The platform has two 1" diameter rods that slides up into each boot through the feet. So he's very sturdy but can also be lifted off the platform and displayed directly on the floor. If displayed standing on the floor, there is an eye-hook that protudes from the rear of his waist to tie him into a hook on the wall for safety reason. You wouldn't want him to accidently fall on someone should they bump him to hard.

Note to Sickie...sorry you missed out on that head deal. I just assumed you were not interested.


----------



## Sickie Ickie (Jun 20, 2006)

No harm done. My own fault for not seeing it.


----------



## groovie ghoulie (Nov 12, 2008)

Richie said:


> Note to Sickie...sorry you missed out on that head deal. I just assumed you were not interested.

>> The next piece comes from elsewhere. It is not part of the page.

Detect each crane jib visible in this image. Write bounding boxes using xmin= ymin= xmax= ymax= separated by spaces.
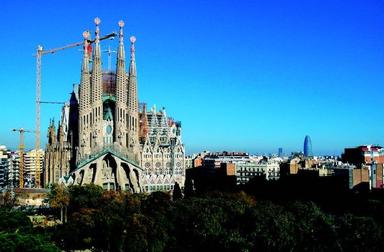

So the heads gone, then? LOL Anyway, That is an awesome piece!


----------



## jdubbya (Nov 6, 2005)

Richie,
These are the head/hands I have had for years bit never really used. I had thought of just selling them but would like to make a Frankenstein prop for a scene we're doing this year. I haven't seen this mask/hands since we bought them over 15 years ago. The latex is thick and has held up very well.


----------



## Richie (Jan 4, 2007)

jdubbya said:


> Richie,
> These are the head/hands I have had for years bit never really used. I had thought of just selling them but would like to make a Frankenstein prop for a scene we're doing this year. I haven't seen this mask/hands since we bought them over 15 years ago. The latex is thick and has held up very well


Hi Jdubbya,

Those would make a wonderful life size Frankenstein prop! I always liked that mask because of the great skin tone and hair it had. Those hands are one of the best around and look completely real, even better than the 1973 set I used for mine. I wouldn't sell them and put them to good use and assemble a full size figure. Do a little work at a time on it, no rush since it's winter time.

Assuming you want it to look the part, getting a large enough suit (size 52+ and pants, size 46) and padding him correctly will be the difficult part. We also have our Frankenstein on display in our house the balance of the year in a spare room. Please post photos if you proceed with your creation.

Note to Groovie Ghoulie Yes, the mannequin head was used for another prop, sorry.


----------



## groovie ghoulie (Nov 12, 2008)

Note to Groovie Ghoulie Yes, the mannequin head was used for another prop, sorry.[/QUOTE]

Well, I'm glad it was put to good use, and thanks for the inspiration, I'm gonna dig out my old Frankie mask, as well!


----------



## Just Whisper (Jan 19, 2009)

Really nice job on the Frankenstein. Your attention to detail really paid off. I love Frankie. Wish I had one.


----------



## scarymovie (Feb 14, 2010)

Wow you did a great job on that frankenstein that looks hard to make though!


----------